Can a community dominated by government and services survive? Sometimes, I think about my mother’s hometown of Portsmouth, Ohio. Through the 1970s, Portsmouth had steel mills and factories producing shoes and bricks that employed thousands of people.
Portsmouth’s now-abandoned factories slowly give way to forest overgrowth. In two generations, the population has declined by half. The town leads Ohio in opioid overdoses, and the visible poverty is a hollow reminder of Portsmouth’s once-prominent past.
My concerns about our local economy drive me to take every business course available to me at my high school. I have taken a college economics course on DVD from a well-known professor.
Because my high school lacks courses or resources for financial planning or investments, I founded our school’s Investment Club.
Outside of school, I was fortunate to be selected for an internship with Beaufort’s most active real estate development and operations business. I have run studies and produced reports analyzing area real estate trends and property and hospitality taxes.

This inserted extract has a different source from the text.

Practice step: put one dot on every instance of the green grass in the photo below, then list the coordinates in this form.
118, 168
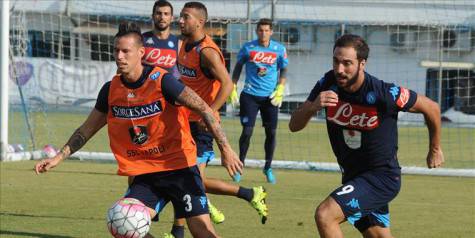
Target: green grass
72, 200
311, 144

Our local campus of the University of South Carolina utilized some of my data to influence student housing policies. I have also assisted the company’s marketing efforts
I have even cleaned hotel rooms and worked at the front desk. In my free time, I read many nonfiction business books about many of the world’s great businesses and innovators, which have helped grow the economy.

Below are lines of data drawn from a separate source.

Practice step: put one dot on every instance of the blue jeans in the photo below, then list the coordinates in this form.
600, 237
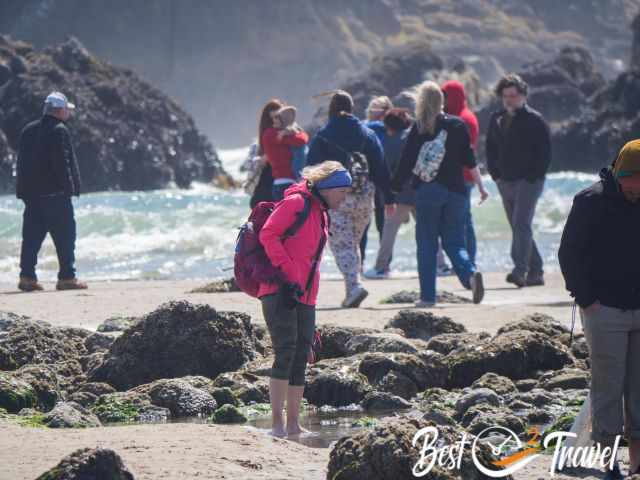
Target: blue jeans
440, 213
469, 231
53, 215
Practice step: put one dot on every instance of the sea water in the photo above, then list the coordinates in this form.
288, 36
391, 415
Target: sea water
190, 234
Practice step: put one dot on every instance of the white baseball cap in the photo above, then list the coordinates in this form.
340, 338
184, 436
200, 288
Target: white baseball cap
59, 100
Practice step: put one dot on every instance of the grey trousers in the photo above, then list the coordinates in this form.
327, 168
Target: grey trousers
520, 199
291, 332
613, 337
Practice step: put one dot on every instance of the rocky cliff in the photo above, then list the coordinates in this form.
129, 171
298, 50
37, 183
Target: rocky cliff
128, 135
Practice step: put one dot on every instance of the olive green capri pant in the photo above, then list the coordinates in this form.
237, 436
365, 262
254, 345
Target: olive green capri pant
613, 336
291, 332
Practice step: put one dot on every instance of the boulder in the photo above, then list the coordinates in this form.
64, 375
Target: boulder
175, 340
517, 354
383, 401
128, 134
180, 397
228, 414
89, 463
423, 325
335, 338
70, 415
386, 452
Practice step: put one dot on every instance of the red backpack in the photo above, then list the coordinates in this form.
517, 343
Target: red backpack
251, 264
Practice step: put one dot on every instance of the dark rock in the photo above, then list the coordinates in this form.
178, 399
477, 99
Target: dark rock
89, 463
516, 354
175, 340
448, 342
567, 378
181, 398
386, 452
116, 324
424, 325
128, 135
70, 415
476, 397
335, 338
404, 374
127, 407
16, 394
383, 401
336, 382
228, 414
500, 385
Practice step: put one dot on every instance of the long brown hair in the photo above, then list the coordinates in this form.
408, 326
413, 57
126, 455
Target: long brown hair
265, 117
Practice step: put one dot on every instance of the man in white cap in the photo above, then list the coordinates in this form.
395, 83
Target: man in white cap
47, 178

I believe that the wealth and security of a community depend on the prosperity of its businesses and the diversity of its economy. Corporations and start-ups constantly innovate to drive down costs and provide consumers with quality products and services.
Years ago people did not anticipate how Amazon would revolutionize how we purchase products, or how smartphones would be a ubiquitous and useful presence in our daily lives.
These developments, however, are unevenly distributed to urban centers with young populations like San Francisco and New York City. I don’t see any compelling reasons why these innovations cannot happen in my community if talented leaders choose to return home.
I want to be a part not just of cutting edge innovations but finding ways to distribute access to economic opportunities more evenly. I consider the sign warning of military tests, and I think about how I can make a noise that boosts the sound of freedom.”
If the previous essay was almost all about the family, this student chose to focus almost entirely on their community and how it’s shaped their future professional goals. They are a current McCombs student, and this Essay A is a perfect example of how your response can demonstrate a fit for your major.
They begin with a few rich introductory details describing where they come from. Indirectly, they demonstrate how they will bring a diverse perspective to campus as an out-of-state student from a smaller city in the South.
The later paragraphs identify an issue in their community and what they have done to research and address it. It provides a lot of useful context for their resume and demonstrates to reviewers that they are concerned with local issues and go beyond expectations to be contributing member to their community.